Outside of that, the higher restrictions only apply to Jayawijaya, the district which covers the Baliem Valley in Papua’s rugged Central Highlands, and the remote Yapen islands off Papua’s northwest coast.

“This may be perceived as an ever-changing policy,” said Maritime Affairs Coordinating Minister Luhut Panjaitan, who is in charge of the nation’s overall Covid response. “In fact, we must find the best combination between public health and economic interests.

“If things go wrong and the condition gets worse, we can take quick and measurable steps, as directed by the president,” he added after a limited January 31 Cabinet meeting where Widodo reminded his ministers to  prioritize “precautionary principles.”

Meanwhile, Indonesia’s opening to the world is progressing at a snail’s pace, with international tourism traffic falling by 61.5% to 1.56 million last year, compared with 4.05 million in 2020 and a record 16.1 million in pandemic-free 2019.

Only 79,000 of last year’s overseas arrivals came by air, mostly to Jakarta’s Soekarno-Hatta airport. The rest either arrived by sea from Singapore, or across the border between Malaysia’s Sarawak province and West Kalimantan and from Timor Leste into Indonesia’s West Timor. 

Balinese Hindus preform a dance during a purifying ceremony called Melasti amid the Covid-19 pandemic on the beach in Denpasar, Bali, Indonesia on March 11 2021. Photo: AFP via NurPhoto / Johanes Christo

Although Panjaitan again declared Bali open to tourism this week and Singapore Airlines (SIA) announced the resumption of four flights a week to the resort island from February 16, it will have little impact as long as there are still quarantine and complex visa requirements.

The government made the same dramatic announcement last October 14 for international travelers from 19 countries. But apart from private jets, there hasn’t been a single international flight into Bali’s Ngurah Rai airport since then.

Singapore Airlines plans to use Boeing 787-10 aircraft, configured to carry 337 passengers, for the re-opened service, which local tour operators forlornly hope will encourage other international carriers to follow suit. Previously SIA operated five flights a day.

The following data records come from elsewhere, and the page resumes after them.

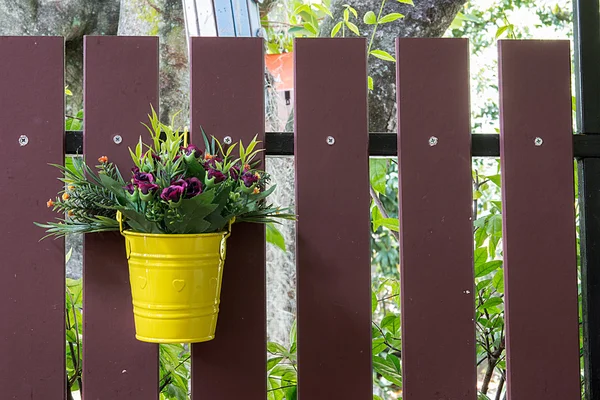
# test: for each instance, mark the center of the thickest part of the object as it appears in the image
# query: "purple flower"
(194, 187)
(146, 187)
(179, 182)
(234, 172)
(215, 174)
(211, 160)
(249, 178)
(142, 177)
(192, 149)
(172, 193)
(130, 187)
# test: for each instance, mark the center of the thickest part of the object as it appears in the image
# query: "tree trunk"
(69, 18)
(163, 18)
(427, 18)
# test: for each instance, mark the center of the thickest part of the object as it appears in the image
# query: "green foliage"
(174, 359)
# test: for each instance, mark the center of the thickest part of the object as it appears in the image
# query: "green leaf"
(310, 27)
(71, 336)
(391, 17)
(352, 27)
(139, 223)
(373, 301)
(336, 29)
(503, 29)
(392, 224)
(486, 268)
(494, 225)
(391, 322)
(352, 10)
(377, 173)
(498, 281)
(389, 368)
(276, 348)
(291, 393)
(480, 236)
(323, 9)
(383, 55)
(275, 237)
(271, 362)
(496, 179)
(491, 302)
(378, 346)
(370, 18)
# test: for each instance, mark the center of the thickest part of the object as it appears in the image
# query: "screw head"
(23, 140)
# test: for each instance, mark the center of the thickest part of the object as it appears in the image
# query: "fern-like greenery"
(173, 188)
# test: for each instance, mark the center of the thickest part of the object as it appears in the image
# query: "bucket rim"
(129, 232)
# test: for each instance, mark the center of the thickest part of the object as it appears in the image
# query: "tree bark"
(427, 18)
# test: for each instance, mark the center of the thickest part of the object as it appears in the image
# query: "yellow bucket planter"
(175, 285)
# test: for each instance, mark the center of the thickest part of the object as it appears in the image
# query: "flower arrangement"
(178, 206)
(173, 189)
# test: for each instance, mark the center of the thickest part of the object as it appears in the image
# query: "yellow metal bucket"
(175, 285)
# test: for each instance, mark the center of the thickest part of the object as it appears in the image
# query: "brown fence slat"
(227, 99)
(121, 81)
(436, 237)
(539, 220)
(333, 229)
(32, 273)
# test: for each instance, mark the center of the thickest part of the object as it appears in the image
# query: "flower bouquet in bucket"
(175, 212)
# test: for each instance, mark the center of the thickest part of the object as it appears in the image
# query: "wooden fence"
(333, 255)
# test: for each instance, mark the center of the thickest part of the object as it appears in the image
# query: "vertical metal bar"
(120, 84)
(227, 99)
(587, 86)
(333, 228)
(436, 231)
(32, 273)
(536, 152)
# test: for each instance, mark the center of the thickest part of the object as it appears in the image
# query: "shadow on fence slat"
(333, 229)
(436, 237)
(120, 83)
(32, 274)
(539, 220)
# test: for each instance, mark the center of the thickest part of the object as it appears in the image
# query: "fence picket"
(32, 274)
(536, 147)
(120, 83)
(436, 231)
(333, 229)
(227, 99)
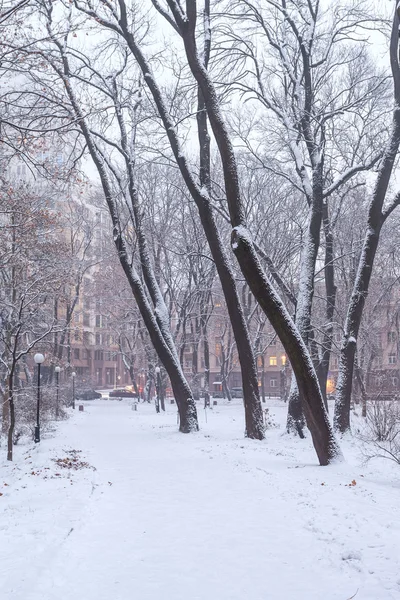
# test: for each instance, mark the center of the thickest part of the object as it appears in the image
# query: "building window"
(98, 355)
(218, 353)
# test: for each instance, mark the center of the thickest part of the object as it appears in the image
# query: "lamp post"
(73, 375)
(38, 358)
(157, 371)
(57, 372)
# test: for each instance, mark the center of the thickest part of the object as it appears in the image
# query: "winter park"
(199, 300)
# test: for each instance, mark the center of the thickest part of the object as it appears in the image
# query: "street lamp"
(57, 372)
(157, 371)
(38, 358)
(73, 375)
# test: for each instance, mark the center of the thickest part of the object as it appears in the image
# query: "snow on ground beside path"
(208, 516)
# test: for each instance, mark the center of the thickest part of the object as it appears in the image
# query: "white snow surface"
(205, 516)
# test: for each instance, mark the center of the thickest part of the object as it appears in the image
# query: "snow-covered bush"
(381, 432)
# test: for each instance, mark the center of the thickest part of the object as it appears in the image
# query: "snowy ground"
(209, 516)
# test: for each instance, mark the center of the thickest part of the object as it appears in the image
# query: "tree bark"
(376, 219)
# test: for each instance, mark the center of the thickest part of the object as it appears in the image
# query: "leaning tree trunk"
(10, 437)
(317, 419)
(376, 219)
(253, 409)
(161, 340)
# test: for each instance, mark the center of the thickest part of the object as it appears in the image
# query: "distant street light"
(73, 375)
(57, 371)
(38, 358)
(157, 371)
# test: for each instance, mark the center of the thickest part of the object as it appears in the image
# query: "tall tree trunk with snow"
(316, 416)
(154, 318)
(377, 216)
(295, 420)
(253, 410)
(11, 404)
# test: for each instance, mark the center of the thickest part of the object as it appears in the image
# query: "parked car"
(237, 392)
(88, 395)
(122, 393)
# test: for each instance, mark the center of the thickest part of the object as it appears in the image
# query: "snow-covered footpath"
(157, 515)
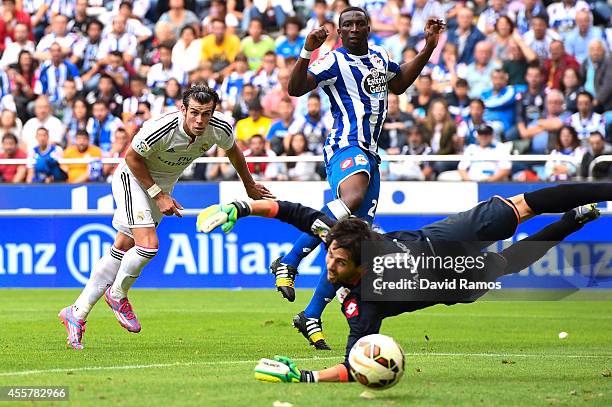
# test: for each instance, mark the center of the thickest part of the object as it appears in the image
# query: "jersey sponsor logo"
(143, 146)
(351, 309)
(85, 247)
(348, 163)
(361, 160)
(375, 83)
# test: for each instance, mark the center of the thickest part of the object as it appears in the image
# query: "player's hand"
(433, 29)
(221, 215)
(258, 191)
(315, 38)
(168, 205)
(279, 369)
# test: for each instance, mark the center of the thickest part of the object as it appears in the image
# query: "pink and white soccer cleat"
(123, 312)
(74, 326)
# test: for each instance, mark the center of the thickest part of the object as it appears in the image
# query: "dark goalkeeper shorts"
(494, 219)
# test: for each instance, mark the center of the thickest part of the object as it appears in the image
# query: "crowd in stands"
(79, 77)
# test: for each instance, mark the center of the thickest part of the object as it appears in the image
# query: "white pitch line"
(239, 362)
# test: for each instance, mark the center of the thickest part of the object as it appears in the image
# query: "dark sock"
(529, 250)
(563, 198)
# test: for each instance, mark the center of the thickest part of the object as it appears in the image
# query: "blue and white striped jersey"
(357, 90)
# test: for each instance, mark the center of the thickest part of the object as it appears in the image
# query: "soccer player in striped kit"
(356, 78)
(142, 188)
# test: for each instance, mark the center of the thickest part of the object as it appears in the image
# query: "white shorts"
(134, 207)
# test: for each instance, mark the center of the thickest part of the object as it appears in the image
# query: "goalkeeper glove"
(282, 369)
(222, 215)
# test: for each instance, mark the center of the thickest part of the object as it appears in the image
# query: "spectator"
(571, 85)
(596, 148)
(471, 168)
(397, 42)
(9, 123)
(187, 51)
(46, 168)
(54, 72)
(499, 102)
(78, 120)
(178, 17)
(21, 42)
(414, 144)
(231, 88)
(465, 36)
(86, 54)
(220, 47)
(419, 104)
(562, 14)
(255, 123)
(267, 76)
(280, 128)
(478, 73)
(43, 118)
(529, 104)
(585, 121)
(256, 44)
(262, 171)
(568, 145)
(102, 125)
(161, 72)
(540, 37)
(301, 171)
(279, 92)
(107, 93)
(218, 10)
(11, 18)
(577, 41)
(171, 100)
(555, 66)
(597, 73)
(118, 39)
(291, 43)
(58, 34)
(488, 19)
(395, 127)
(311, 125)
(121, 143)
(458, 100)
(78, 173)
(467, 129)
(11, 172)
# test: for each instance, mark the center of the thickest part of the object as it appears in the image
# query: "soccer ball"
(377, 361)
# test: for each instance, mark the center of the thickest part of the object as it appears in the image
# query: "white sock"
(131, 266)
(102, 275)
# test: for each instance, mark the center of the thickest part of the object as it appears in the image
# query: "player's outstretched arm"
(302, 217)
(283, 369)
(254, 190)
(410, 70)
(300, 81)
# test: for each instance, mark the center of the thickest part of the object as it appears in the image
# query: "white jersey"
(168, 150)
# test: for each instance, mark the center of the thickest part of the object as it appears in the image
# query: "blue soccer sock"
(323, 294)
(307, 243)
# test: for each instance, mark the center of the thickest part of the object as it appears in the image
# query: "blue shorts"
(351, 160)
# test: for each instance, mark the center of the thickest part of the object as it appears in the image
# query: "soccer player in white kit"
(142, 188)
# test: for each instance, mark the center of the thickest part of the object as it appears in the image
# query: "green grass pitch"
(199, 348)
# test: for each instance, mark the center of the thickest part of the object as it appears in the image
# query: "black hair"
(201, 93)
(359, 9)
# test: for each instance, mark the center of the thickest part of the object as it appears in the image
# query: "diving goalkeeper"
(489, 221)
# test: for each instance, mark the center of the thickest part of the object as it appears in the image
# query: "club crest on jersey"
(360, 160)
(348, 163)
(375, 83)
(350, 308)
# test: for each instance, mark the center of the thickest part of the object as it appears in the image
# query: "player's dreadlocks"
(201, 93)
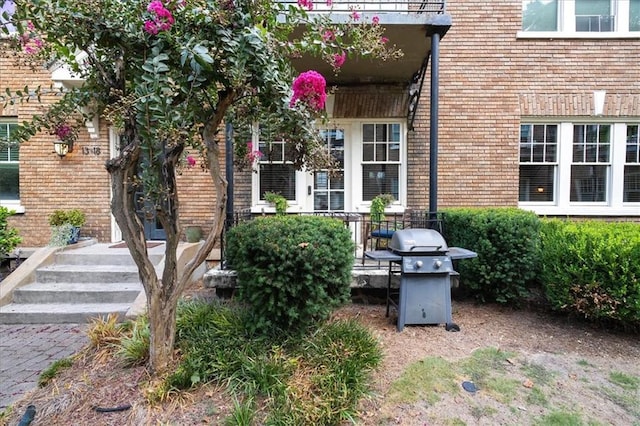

Aviation sources say they believe the restoration served as a tourist “sweetener” following the January 25 talks between President Joko Widodo and Singapore Prime Minister Lee Hsien Loong aimed at strengthening bilateral relations.

Observers note the leaders discussed current travel arrangements, including a Vaccinated Travel Lane (VCL) between Jakarta and Singapore, and Indonesia’s decision to resume tourism travel to specific resorts on the islands of Bintan and Batam.